Alla morte del suocero Andreozzo de’
Ponziani, Francesca si prese cura dell’Ospedale del Ss. Salvatore, ma
senza tralasciare le visite private e domiciliari che faceva ai poveri.
Incurante delle critiche e ironie dei nobili romani a cui apparteneva,
si fece questuante per i poveri, specie quelli vergognosi e per loro
chiedeva l’elemosina all’entrata delle chiese; mentre si prodigava
instancabilmente in queste opere di amore concreto, tanto che il
popolino la chiamava paradossalmente “la poverella di Trastevere”,
Francesca riceveva dal Signore il dono di celesti illuminazioni, che lei
riferiva al suo confessore Giovanni Mariotto, parroco di Santa Maria in
Trastevere che le trascriveva.
Queste confidenze, pubblicate poi
nel 1870, riguardavano le frequenti lotte della santa col demonio; del
suo viaggio mistico nell’inferno e nel purgatorio; delle tante estasi
che le capitavano; e poi dei prodigi e guarigioni che le venivano
attribuite.
Le tragedie familiari
Ma questi doni
straordinari che il Signore le aveva donato, furono pagati a caro
prezzo, la sua vita spesa tutta per la famiglia ed i poveri di Roma, fu
funestata da molte disgrazie; già quando aveva 25 anni nel 1409, suo
marito Lorenzo, comandante delle truppe pontificie, durante una
battaglia contro l’invasore Ladislao di Durazzo re di Napoli, contrario
all’elezione di papa Alessandro V (1409-1410), venne gravemente ferito
rimanendo semiparalizzato per il resto della sua vita, accudito
amorevolmente dalla moglie e dal figlio.
Nel 1410 la sua casa venne
saccheggiata e i loro beni espropriati, mentre il marito sebbene
invalido fu costretto a fuggire, per sottrarsi alla vendetta di re
Ladislao, che però prese in ostaggio il figlio Battista.
Poi a Roma
ci fu l’epidemia di peste, morbo ricorrente in quei tempi, che funestava
alternativamente tutta l’Europa, il suo slancio di amore verso gli
ammalati, le fece commettere l’imprudenza di aprire il suo palazzo agli
appestati; la pestilenza le portò così via due figli, Agnese ed
Evangelista e lei stessa si contagiò, riuscendo però a salvarsi; passata
l’epidemia poté ricongiungersi con il marito e l’unico figlio rimasto
Battista.
È di quel periodo l’apparizione in sogno del piccolo
figlio Evangelista, insieme con un Angelo misterioso, che s. Francesca
da allora in poi avrebbe visto accanto a sé per tutta la vita.

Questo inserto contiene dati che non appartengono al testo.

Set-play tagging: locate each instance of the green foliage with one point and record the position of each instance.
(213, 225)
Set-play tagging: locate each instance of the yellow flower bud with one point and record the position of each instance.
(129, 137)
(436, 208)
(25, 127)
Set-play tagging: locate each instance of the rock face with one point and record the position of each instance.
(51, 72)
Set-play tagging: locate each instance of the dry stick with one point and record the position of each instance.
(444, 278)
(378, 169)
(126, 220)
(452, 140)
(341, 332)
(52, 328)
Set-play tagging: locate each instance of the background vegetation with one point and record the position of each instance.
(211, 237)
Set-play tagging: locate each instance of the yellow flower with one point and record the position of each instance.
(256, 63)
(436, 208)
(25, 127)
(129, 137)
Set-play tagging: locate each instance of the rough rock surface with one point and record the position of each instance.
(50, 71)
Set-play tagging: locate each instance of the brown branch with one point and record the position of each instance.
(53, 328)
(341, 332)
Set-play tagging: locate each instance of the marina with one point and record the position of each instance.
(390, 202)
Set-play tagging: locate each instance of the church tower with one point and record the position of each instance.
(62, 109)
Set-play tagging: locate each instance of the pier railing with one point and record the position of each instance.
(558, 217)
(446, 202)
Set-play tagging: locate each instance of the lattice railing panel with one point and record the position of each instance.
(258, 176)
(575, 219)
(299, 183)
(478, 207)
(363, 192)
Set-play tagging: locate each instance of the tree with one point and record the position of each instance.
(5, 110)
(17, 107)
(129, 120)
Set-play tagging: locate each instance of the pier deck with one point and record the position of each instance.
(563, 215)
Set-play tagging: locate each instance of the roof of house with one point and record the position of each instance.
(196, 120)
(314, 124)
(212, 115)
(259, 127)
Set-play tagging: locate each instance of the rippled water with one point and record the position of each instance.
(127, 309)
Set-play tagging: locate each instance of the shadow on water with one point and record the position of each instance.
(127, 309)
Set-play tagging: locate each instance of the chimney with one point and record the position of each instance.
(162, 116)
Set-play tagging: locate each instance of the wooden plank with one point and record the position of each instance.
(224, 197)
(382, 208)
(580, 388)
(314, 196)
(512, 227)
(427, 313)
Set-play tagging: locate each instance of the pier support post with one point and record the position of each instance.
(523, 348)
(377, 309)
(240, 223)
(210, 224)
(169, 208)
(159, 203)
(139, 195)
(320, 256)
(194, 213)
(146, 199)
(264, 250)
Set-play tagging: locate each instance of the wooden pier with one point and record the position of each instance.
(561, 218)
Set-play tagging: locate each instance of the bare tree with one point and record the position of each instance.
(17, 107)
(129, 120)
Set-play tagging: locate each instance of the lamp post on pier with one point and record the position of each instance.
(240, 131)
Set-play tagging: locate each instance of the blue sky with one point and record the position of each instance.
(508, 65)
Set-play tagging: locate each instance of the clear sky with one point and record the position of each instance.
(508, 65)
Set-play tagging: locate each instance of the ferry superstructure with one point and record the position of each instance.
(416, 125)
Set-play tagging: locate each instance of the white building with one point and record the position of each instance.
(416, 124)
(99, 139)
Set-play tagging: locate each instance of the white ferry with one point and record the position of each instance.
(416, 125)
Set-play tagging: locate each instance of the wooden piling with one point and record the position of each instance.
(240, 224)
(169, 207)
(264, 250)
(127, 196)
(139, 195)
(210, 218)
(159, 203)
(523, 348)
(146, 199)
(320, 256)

Fondatrice di confraternita
Francesca Bussa, continuando ad aiutare i suoi poveri ed ammalati,
senza fra l’altro trascurare la preghiera, tanto da dormire ormai solo
due ore per notte, prese a dirigere spiritualmente il gruppo di amiche,
che la coadiuvavano nella carità quotidiana e si riunivano ogni
settimana nella chiesa di Santa Maria Nova.
E durante uno di questi
incontri, Francesca le invitò ad unirsi in una confraternita consacrata
alla Madonna, restando ognuna nella propria casa, impegnandosi a vivere
le virtù monastiche e di donarsi ai poveri.
Il 15 agosto 1425 festa
dell’Assunta, davanti all’altare della Vergine, le undici donne si
costituirono in associazione con il nome di “Oblate Olivetane di Maria”,
in omaggio alla chiesa dei padri Benedettini Olivetani che
frequentavano, pronunziando una formula di consacrazione che le
aggregava all’Ordine Benedettino.
Nel marzo del 1433 Francesca poté
riunire le Oblate sotto un unico tetto a Tor de’ Specchi, composto da
una camera ed un grande camerone, vicino alla chiesa parrocchiale di
Sant’Andrea dei Funari; e il 21 luglio dello stesso 1433, papa Eugenio
IV eresse la comunità in Congregazione, con il titolo di “Oblate della
Santissima Vergine”, in seguito poi dette “Oblate di Santa Francesca
Romana”, la cui unica Casa secondo la Regola, era ed è quella romana.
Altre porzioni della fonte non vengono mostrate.